Study strengths and limitations

The current study has three main strengths. First, this is the first study to conduct an exhaustive factor analysis of the parent-reported ICU. Second, this is the first trial to conduct a two-year longitudinal study examining the predictive validity of the ICU. Third, we employed a large community sample with a wider age range (6–15 years) than previous studies.

There were also several limitations in the current study. First, we had some attrition in our sample over the two years of the study due to causes ranging from a child’s absence from school on days designated for our study, to children’s refusal to continue attending the sessions. There was no information provided regarding why some of the children dropped out; therefore, it is possible that the results were influenced by differences in the characteristics of children who attended all study periods and those who did not. For example, the correlation between significant negative academic behavior such as decreased school attendance and CU traits has been previously reported [54]. Thus, it is possible that some of the children (if not all) who completed the study might have less CU traits than those that did not. This suggests the possibility that our study might have investigated a significant proportion of “healthier” sample.
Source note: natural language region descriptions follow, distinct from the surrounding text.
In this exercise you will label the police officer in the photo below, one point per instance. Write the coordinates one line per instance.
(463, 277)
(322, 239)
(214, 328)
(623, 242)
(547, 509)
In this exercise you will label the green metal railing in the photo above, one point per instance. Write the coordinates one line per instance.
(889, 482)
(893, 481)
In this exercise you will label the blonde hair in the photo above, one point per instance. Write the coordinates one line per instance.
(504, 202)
Second, though the average income in Hirosaki is almost the same as that of the whole of Japan, the social, educational, and economic dynamics of Hirosaki are not representative of the whole of Japan because Hirosaki is a medium-sized city in a rural area. Therefore, care should be taken in generalizing our results to the entire Japanese population.
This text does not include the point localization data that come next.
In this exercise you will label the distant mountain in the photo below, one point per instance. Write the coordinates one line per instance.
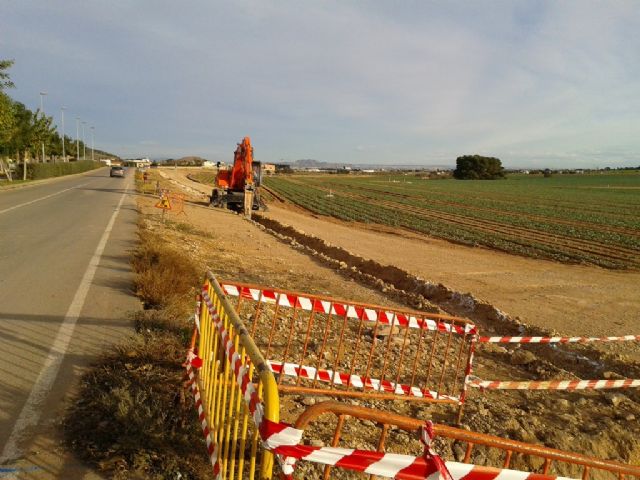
(311, 163)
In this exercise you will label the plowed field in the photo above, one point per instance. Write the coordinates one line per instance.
(573, 218)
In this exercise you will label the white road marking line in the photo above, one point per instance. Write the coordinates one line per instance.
(30, 414)
(41, 198)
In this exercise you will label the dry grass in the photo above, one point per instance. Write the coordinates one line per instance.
(163, 275)
(131, 418)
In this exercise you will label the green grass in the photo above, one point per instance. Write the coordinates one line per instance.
(580, 218)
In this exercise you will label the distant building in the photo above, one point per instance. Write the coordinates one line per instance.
(141, 162)
(268, 168)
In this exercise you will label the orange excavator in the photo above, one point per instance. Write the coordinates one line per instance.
(238, 188)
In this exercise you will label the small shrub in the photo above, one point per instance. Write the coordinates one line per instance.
(163, 274)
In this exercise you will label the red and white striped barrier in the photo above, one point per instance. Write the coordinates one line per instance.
(547, 340)
(343, 309)
(553, 384)
(212, 448)
(285, 441)
(393, 465)
(356, 381)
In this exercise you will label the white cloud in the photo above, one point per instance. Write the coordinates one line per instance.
(330, 80)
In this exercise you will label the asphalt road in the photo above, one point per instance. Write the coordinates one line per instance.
(65, 294)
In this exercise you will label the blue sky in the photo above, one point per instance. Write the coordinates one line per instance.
(534, 83)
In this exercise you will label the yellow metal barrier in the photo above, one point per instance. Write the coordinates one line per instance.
(236, 446)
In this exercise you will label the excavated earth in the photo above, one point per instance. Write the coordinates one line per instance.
(291, 249)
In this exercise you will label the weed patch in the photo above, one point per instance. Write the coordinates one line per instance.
(130, 419)
(164, 275)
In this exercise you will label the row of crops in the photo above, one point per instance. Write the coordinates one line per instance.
(579, 218)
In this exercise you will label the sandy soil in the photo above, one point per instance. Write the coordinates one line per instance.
(570, 299)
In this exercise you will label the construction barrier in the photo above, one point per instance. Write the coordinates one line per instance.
(562, 384)
(320, 345)
(235, 391)
(237, 395)
(388, 426)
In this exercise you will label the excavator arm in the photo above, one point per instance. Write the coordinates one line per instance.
(242, 172)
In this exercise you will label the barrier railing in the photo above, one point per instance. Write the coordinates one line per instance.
(235, 391)
(556, 384)
(549, 459)
(322, 345)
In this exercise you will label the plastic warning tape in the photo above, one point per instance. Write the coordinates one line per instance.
(625, 338)
(284, 440)
(392, 465)
(554, 384)
(270, 433)
(343, 309)
(357, 381)
(212, 447)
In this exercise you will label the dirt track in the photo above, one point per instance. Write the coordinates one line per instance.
(572, 300)
(569, 299)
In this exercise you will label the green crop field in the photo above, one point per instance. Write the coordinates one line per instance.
(581, 218)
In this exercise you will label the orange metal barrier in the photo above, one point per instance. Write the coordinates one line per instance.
(386, 422)
(321, 345)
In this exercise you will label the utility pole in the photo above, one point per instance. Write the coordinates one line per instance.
(84, 143)
(64, 155)
(42, 94)
(77, 138)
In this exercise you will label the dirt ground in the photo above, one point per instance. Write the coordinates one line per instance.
(570, 299)
(537, 296)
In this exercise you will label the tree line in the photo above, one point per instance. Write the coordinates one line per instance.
(23, 131)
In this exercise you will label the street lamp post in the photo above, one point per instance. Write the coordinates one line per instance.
(64, 154)
(77, 138)
(92, 142)
(84, 143)
(42, 94)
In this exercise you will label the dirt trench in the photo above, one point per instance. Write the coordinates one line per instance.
(598, 423)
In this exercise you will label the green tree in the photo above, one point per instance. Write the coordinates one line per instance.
(477, 167)
(6, 104)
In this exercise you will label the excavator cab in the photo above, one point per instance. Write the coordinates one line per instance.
(243, 180)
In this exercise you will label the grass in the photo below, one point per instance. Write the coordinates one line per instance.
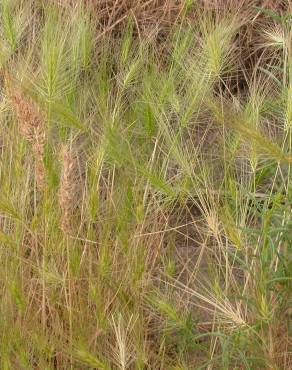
(145, 204)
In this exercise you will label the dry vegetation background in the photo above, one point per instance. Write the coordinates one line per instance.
(145, 176)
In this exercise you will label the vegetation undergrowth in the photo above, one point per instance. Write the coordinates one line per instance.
(145, 175)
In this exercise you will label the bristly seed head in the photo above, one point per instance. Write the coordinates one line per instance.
(32, 128)
(68, 188)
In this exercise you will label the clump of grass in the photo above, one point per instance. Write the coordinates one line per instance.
(161, 234)
(32, 128)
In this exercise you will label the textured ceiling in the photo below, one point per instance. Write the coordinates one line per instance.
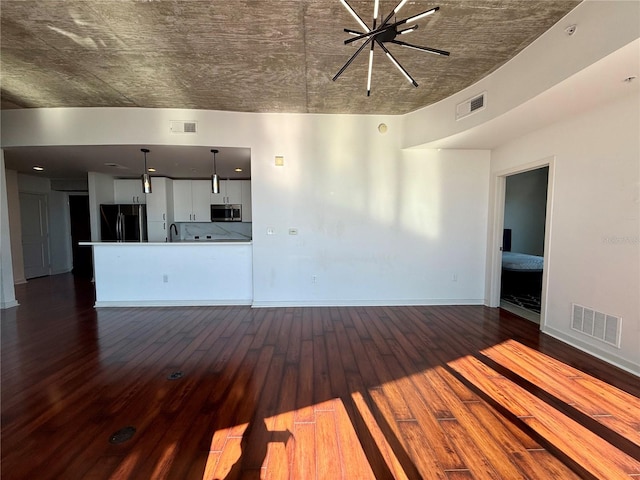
(250, 55)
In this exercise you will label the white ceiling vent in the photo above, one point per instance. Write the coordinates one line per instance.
(470, 106)
(183, 126)
(597, 324)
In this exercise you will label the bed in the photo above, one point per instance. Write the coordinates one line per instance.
(521, 273)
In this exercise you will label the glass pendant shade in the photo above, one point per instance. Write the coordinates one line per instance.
(146, 179)
(215, 181)
(146, 183)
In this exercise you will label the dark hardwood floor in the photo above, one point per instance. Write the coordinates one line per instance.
(449, 392)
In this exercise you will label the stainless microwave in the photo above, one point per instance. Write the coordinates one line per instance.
(226, 213)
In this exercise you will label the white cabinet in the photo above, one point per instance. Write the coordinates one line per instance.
(128, 191)
(246, 200)
(159, 209)
(192, 200)
(230, 192)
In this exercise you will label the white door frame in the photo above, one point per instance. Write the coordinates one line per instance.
(495, 243)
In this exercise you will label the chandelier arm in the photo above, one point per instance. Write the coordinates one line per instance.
(394, 12)
(385, 26)
(370, 69)
(418, 47)
(353, 57)
(397, 64)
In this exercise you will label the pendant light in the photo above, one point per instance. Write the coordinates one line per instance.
(146, 179)
(215, 181)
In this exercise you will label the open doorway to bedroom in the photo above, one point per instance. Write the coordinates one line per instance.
(523, 242)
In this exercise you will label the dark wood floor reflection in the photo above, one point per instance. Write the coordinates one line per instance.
(450, 392)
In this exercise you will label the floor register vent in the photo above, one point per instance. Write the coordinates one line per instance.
(470, 106)
(597, 324)
(182, 126)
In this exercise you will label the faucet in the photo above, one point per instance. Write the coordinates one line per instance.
(172, 229)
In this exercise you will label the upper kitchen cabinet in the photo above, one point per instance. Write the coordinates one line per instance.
(192, 200)
(230, 192)
(128, 191)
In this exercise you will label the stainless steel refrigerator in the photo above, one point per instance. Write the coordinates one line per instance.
(123, 223)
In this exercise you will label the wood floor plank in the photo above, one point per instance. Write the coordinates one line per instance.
(301, 393)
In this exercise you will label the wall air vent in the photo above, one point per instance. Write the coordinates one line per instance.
(602, 326)
(470, 106)
(182, 126)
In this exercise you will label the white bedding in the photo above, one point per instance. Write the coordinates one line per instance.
(522, 262)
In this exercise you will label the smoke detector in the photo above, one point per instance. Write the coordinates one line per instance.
(571, 29)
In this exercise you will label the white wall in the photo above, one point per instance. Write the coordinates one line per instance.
(375, 225)
(7, 291)
(101, 190)
(602, 28)
(594, 241)
(15, 225)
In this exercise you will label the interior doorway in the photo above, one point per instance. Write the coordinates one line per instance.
(523, 244)
(35, 234)
(80, 232)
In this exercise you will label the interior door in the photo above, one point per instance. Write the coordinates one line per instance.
(35, 234)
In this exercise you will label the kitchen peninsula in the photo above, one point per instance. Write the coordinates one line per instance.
(183, 273)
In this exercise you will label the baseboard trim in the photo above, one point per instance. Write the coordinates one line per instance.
(365, 303)
(170, 303)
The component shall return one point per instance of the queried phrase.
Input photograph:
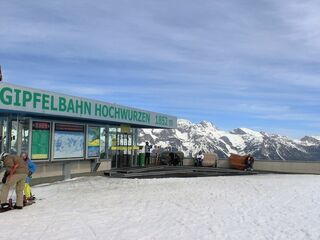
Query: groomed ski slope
(240, 207)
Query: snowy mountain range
(190, 138)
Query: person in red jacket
(15, 175)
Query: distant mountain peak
(190, 138)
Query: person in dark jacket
(16, 173)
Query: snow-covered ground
(240, 207)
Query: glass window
(40, 140)
(68, 141)
(93, 141)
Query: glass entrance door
(122, 153)
(18, 131)
(3, 134)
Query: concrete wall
(311, 167)
(63, 170)
(54, 171)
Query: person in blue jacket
(32, 168)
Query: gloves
(5, 176)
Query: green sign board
(40, 140)
(18, 98)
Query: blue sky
(236, 63)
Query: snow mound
(242, 207)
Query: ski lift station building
(67, 135)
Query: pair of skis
(11, 205)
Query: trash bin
(141, 159)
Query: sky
(237, 63)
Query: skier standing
(147, 152)
(16, 173)
(32, 168)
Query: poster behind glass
(40, 140)
(68, 141)
(93, 141)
Finally, only the parent-reported ICU was employed in the current study. While using the self-reported ICU might pose some challenges to younger children; further studies including self- and teacher- reported data should be conducted to compare the influences of different informers in order to increase the accuracy of the ICU’s CFA.

Conclusions

The current study is the first to 1) conduct a factor analysis of the parent-reported ICU with the CFA investigating all models suggested in previous studies and 2) compare the concurrent and predictive validity of the original widely used model and the best-fit model determined in our study. We demonstrated that the best-fit model of the ICU was the 2FBF model using the revised version (with 12 items) developed by Hawes et al. [31] among a school-aged community sample. In addition, we presented the concurrent and predictive validity of the revised ICU based on significant relationships with other variables in a cross-sectional and longitudinal analysis.

Supporting information

S1 Table. Regression models: Summed ICU total and subscale scores predicting subscales of the SDQ within 2 factor and 3 factor models *p < .05; **p < .01; ***p < .001.

(DOCX)

S1 Fig. PRISMA flow diagram.

(TIF)

Data Availability

All relevant data are within the manuscript and its Supporting Information files.

Funding Statement

This research was financially supported by Hirosaki Institute of Neuroscience in Japan, Hirosaki University Institutional Research Grant, Japan Agency for Medical Research and Development (AMED): Project for Baby and Infant in Research of health and Development to Adolescent and Young adult - BIRTHDAY "A development of a psychological objective assesment tool and an institutional collaboration system in child and adolescent," awarded to KN and MA. The funders had no role in study design, data collection and analysis, decision to publish, or preparation of the manuscript.